Yes but interestingly it's also somewhat calming because the "winners" tend to see winning as the goal. Maliciously changing facts is almost never their goal because Wikipedia itself is their main (maybe obsessive) focus. It might not be good for them but it's not that dangerous for us readers.
That just means they are enforcing their biases on the information. Winning doesn't mean they got it correct, just that they achieved control of the narrative.
That's going to push the means of winning to editing towards the collective biases of the majority of wikipedia editors.
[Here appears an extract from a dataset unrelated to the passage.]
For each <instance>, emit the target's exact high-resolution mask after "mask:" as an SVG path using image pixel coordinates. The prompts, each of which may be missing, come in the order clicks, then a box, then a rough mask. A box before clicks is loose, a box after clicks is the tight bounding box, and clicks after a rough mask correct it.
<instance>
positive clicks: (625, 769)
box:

Just consider the fact that at various times in our history that commonly accepted knowledge was that the Earth was flat, the Sun, Moon and Stars revolved around it and that slaves were property instead of people.
Effectively this is a proof that mob-sourced information tends towards the mob's interpretation of information and is not necessarily the truth.
I think a lot of people reading Wikipedia forget this and makes me disagree with your last statement -- there's a high potential for danger to the reader if the prevailing mob opinion is outwardly destructive or self-destructive.
That's just what encyclopedias are though, the collective mentality of it's editors, their ideology, so to speak. You were never free to just consume encyclopedias, they were always meant to be understood in the context of their creation. What makes Wikipedia different from its competitors is the sheer diversity of editors contributing.
Encyclopedias usually have lots of competition, outside of niche areas.
Wikis sort of have this backwards. There's lots of competition in the niches but there's not much competition with Wikipedia itself. The risk is in it being a singular body of knowledge.
Sure, that's a good point and I absolutely agree that Wikipedia will neither be unbiased nor always very accurate. My idea was simply to refute the statement that somebody actively controls the world's knowledge in intentionally malicious ways, which would imo be worse than unwillingly reproducing your own biases.
Bias is inherent to the Wikipedia model, at least if you view its content as simply facts. It's not so much a collection of facts as it is a collection of statements corroborated by published sources.